Es ist wieder so ein Sonntagabend. Gerade eben war ich noch absolut unbeschwert, habe mit meiner Gattin das Spiel-Wochenende mit Freunden reflektiert, Pläne für die nächsten Wochen geschmiedet und mich dann bei ihr empfohlen, weil ich morgen früh ganz unbeschwert ausschlafen wollte; da kommt ’ne Nachtschicht, direkt gefolgt von spezielleren Verpflichtungen in meiner neuen Funktion. Man öffnet Facebook… und unversehens wird es einem flau im Magen. Ich hatte dieses Jahr schon einen persönlichen Verlust zu beklagen, aber wir haben erst Halbzeit und da flattert schon die nächste schlechte Nachricht rein. Ein geschätzter Kollege und Wegbegleiter früherer Jahre musste allzu früh gehen.

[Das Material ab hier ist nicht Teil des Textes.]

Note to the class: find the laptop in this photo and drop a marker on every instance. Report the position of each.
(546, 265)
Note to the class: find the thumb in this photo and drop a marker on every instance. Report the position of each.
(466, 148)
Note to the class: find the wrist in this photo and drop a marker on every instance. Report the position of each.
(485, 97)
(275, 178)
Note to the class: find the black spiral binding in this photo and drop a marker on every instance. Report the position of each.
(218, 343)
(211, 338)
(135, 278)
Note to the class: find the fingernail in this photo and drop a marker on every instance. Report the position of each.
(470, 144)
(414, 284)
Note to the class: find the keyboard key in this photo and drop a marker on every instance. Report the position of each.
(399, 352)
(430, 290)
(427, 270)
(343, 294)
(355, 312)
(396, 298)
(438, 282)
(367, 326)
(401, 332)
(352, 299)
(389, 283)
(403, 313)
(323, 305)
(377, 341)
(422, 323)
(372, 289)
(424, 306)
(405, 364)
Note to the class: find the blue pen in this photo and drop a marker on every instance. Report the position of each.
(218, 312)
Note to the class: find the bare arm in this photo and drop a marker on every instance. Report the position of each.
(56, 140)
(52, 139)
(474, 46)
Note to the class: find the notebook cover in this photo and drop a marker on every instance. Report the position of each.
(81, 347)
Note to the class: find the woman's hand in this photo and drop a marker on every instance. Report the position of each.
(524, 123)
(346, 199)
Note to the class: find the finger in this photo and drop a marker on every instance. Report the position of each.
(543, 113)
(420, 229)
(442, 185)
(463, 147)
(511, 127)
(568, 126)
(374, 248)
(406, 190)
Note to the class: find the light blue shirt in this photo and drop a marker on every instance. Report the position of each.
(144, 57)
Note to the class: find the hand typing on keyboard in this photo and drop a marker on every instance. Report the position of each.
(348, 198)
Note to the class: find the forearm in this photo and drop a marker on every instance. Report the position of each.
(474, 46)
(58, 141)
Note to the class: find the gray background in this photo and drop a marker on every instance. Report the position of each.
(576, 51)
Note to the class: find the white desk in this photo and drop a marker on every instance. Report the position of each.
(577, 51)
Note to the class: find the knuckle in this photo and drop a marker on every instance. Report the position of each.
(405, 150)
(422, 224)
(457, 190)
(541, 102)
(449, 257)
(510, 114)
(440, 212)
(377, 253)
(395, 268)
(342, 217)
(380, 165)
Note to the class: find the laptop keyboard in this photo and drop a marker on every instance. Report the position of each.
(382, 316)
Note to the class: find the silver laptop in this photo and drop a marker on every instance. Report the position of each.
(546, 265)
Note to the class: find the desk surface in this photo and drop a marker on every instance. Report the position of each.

Ich weiß, er hätte keine ausufernde Laudatio gewollt – also muss ein schmerzvolles „Mach’s gut!“ genügen…
Ich pflege gelegentlich, mit meinen Patienten gemeinsam gegen den alten Gevatter Tod anzulachen, indem ich den Schnitter als letzte Gerechtigkeit stilisiere; als Gleichmacher, dessen Sense alle nimmt, egal, ob alt oder jung, ob arm oder reich, ob klug oder dumm… jeder von uns kommt irgendwann dran, keiner weiß präzise, wann es geschieht und das letzte Hemd hat – wie mein Vater immer sagte – keine Taschen. Er hatte damit verdammt Recht! Und doch ist mir natürlich bewusst, dass dieses Lachen ist, wie das Pfeifen des ängstlichen Kindes im Walde ob der heraufziehenden Dunkelheit. Denn natürlich weiß auch ich nicht, wann mein Stündlein geschlagen hat.
Ich könnte jetzt in Panik verfallen und mit hektischen Versuchen beginnen, meinen Lebensstil zu vergesunden. Ob das etwas ändern würde? Wer will das schon wissen? Für jenen Kollegen, den Gott zu sich genommen hat macht’s keinen Unterschied mehr. Und ich hoffe inständig, dass er jenen Frieden gefunden hat, der ihm zusteht! Das Leben ist für keinen von uns ein gerader Fluss ohne Überraschungen, sondern eher wie ein tosender Wildbach, der hinter jeder Kurve Überraschungen parat hält. Die von heute Abend war zugegeben sehr unschön. Andererseits bestätigt sie mich in meiner Annahme, dass wir Menschen gut daran tun, alle Tage mit mehr Leben anzufüllen, anstatt das Leben mit mehr Tagen. Ein Arzt, den ich mal kannte, meinte dazu nur ironisch, dass man die Tage, um die man sein Leben verlängerte eh im Fitnessstudio oder auf dem Sportplatz zubrächte…
Wie man es auch dreht und wendet: wenn ein Mensch geht, der das eigene Leben berührt hat – und dieser Kollege hat das zunächst getan, indem er mir auf den ersten, unbeholfenen Metern meines Arbeitslebens im Rettungsdienst in unnachahmlicher Art und vollkommen zu Recht in den Hintern getreten hat – dann beginnt man unwillkürlich, den gemeinsamen Teil des Weges zu reflektieren. Und weil unser Gehirn so ein wundersam soziales Organ ist, kramt es die guten Dinge hervor. Und mehr braucht es auch nicht! Was auch immer die anderen, die es betrifft denken und fühlen mögen – ich wünsche ihnen von Herzen die guten Erinnerungen an das gemeinsam Erlebte, viel Kraft für die nächste Zeit; und dass sie nie den Blick für das Wichtigste im Leben verlieren mögen: die Menschen, die uns begleiten. Gute Nacht.